Catatan: perhatikan bahwa William Hendriksen berbicara secara tidak pasti; semua ini hanya dugaan-dugaan / kemungkinan-kemungkinan yang belum tentu benar.

 

e)   John Stott menganggap bahwa Paulus mengutip dari suatu nyanyian pujian kuno, atau dari suatu pepatah yang pada saat itu sedang beredar.

John Stott: Paul now quotes a current saying or fragment of an early Christian hymn which he pronounces reliable. (= Sekarang Paulus mengutip suatu pepatah yang sedang beredar atau potongan / bagian dari suatu nyanyian pujian Kristen mula-mula yang ia nyatakan sebagai dapat dipercaya.).

Bdk. 1 Tim 1:15; 3:1; 4:9 and Tit 3:8.

 

f)            Jamieson, Fausset & Brown mengatakan bahwa mungkin ini merupakan kutipan dari suatu nyanyian pujian kuno, atau suatu formula yang diterima, yang mula-mula diucapkan oleh ‘nabi-nabi’ Kristen dalam pertemuan umum / kebaktian.

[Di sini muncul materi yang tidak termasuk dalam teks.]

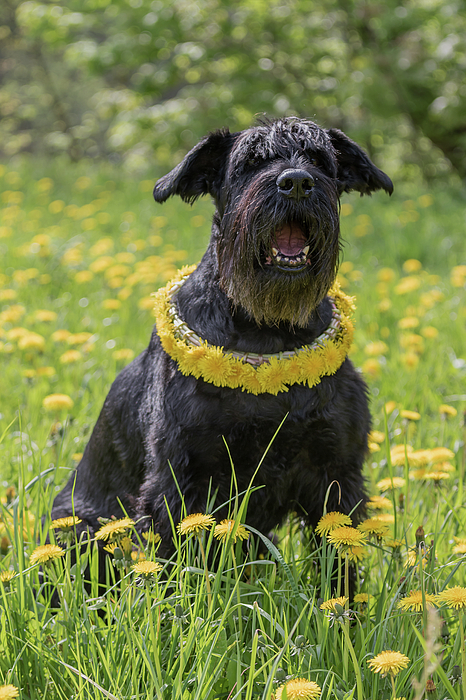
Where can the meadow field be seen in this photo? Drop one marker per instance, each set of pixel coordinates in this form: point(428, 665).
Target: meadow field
point(82, 248)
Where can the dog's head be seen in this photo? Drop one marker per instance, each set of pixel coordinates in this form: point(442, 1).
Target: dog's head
point(276, 229)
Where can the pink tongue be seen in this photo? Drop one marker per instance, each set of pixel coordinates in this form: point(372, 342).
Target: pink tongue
point(290, 240)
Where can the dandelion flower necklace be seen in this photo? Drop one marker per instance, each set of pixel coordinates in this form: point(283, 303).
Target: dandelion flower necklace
point(252, 372)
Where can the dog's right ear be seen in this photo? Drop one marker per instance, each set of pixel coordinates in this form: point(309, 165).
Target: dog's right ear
point(200, 172)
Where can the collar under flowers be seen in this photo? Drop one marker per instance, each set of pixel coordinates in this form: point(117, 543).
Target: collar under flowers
point(251, 372)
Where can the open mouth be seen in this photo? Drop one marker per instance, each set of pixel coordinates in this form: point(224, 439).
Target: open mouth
point(289, 249)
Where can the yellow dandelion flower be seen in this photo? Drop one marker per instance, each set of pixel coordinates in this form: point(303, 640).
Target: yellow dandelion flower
point(195, 523)
point(379, 503)
point(45, 315)
point(312, 366)
point(224, 529)
point(273, 376)
point(114, 529)
point(417, 474)
point(397, 482)
point(429, 332)
point(147, 568)
point(374, 526)
point(391, 662)
point(410, 415)
point(414, 601)
point(67, 523)
point(45, 553)
point(412, 265)
point(332, 602)
point(57, 402)
point(384, 305)
point(408, 322)
point(331, 520)
point(249, 380)
point(31, 341)
point(346, 536)
point(293, 370)
point(60, 336)
point(215, 366)
point(454, 597)
point(445, 466)
point(298, 689)
point(188, 360)
point(334, 357)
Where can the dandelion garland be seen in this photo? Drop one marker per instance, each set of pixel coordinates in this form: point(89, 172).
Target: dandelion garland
point(250, 372)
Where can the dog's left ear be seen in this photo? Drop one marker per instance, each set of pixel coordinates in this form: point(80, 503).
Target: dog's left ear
point(200, 172)
point(355, 169)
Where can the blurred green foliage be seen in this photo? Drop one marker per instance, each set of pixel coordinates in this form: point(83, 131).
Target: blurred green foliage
point(132, 79)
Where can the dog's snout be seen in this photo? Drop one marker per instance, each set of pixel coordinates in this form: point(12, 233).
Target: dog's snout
point(295, 184)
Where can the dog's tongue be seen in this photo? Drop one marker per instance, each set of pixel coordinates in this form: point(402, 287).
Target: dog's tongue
point(290, 239)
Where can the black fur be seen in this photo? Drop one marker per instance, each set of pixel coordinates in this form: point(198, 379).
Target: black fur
point(238, 298)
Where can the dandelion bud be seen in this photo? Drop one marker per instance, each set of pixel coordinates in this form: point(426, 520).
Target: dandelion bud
point(420, 535)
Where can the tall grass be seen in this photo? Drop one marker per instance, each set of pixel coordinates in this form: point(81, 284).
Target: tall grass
point(222, 620)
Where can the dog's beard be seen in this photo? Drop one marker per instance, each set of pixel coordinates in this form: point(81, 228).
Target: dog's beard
point(269, 293)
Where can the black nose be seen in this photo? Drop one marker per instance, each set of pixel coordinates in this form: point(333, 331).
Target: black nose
point(295, 184)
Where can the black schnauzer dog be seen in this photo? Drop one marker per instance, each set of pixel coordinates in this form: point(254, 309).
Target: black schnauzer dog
point(226, 364)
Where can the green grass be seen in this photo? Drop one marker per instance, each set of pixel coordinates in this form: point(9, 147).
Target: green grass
point(88, 243)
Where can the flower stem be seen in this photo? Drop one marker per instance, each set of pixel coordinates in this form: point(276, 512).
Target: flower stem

Jamieson, Fausset & Brown: The symmetrical form of the ‘saying’ (2 Tim 2:11-13), and the rhythmical balance of the parallel clauses, make it likely they formed part of a church hymn (note, 1 Tim 3:16) or accepted formula, perhaps first uttered by Christian ‘prophets’ in the public assembly (1 Cor 14:26). ‘Faithful is the saying,’ the usual formula (cf. 1 Tim 1:15; 3:1; 4:9; Titus 3:8), favours this. [= Bentuk simetris dari ‘kata-kata’ (2Tim 2:11-13), dan keseimbangan yang berirama dari anak-anak kalimat yang paralel, membuatnya mungkin bahwa mereka membentuk bagian dari suatu nyanyian pujian gereja (perhatikan, 1Tim 3:16) atau suatu formula / pernyataan doktrinal yang diterima, mungkin mula-mula diucapkan oleh ‘nabi-nabi’ Kristen dalam pertemuan umum / kebaktian (1Kor 14:26). ‘Benarlah kata-kata’, yang merupakan formula yang biasa (bdk. 1Tim 1:15; 3:1; 4:9; Titus 3:8), menyokong hal ini.].

1Tim 3:16 - “Dan sesungguhnya agunglah rahasia ibadah kita: ‘Dia, yang telah menyatakan diriNya dalam rupa manusia, dibenarkan dalam Roh; yang menampakkan diriNya kepada malaikat-malaikat, diberitakan di antara bangsa-bangsa yang tidak mengenal Allah; yang dipercayai di dalam dunia, diangkat dalam kemuliaan.’”.

1Kor 14:26 - “Jadi bagaimana sekarang, saudara-saudara? Bilamana kamu berkumpul, hendaklah tiap-tiap orang mempersembahkan sesuatu: yang seorang mazmur, yang lain pengajaran, atau penyataan Allah, atau karunia bahasa roh, atau karunia untuk menafsirkan bahasa roh, tetapi semuanya itu harus dipergunakan untuk membangun.”.

 

g)   Calvin tak terlalu jelas, tetapi kelihatannya ia menganggap kata-kata ini dari Paulus sendiri, dan Paulus mengatakan kata-kata ini supaya kata-katanya selanjutnya, yang rasanya sukar diterima akal, bisa diterima.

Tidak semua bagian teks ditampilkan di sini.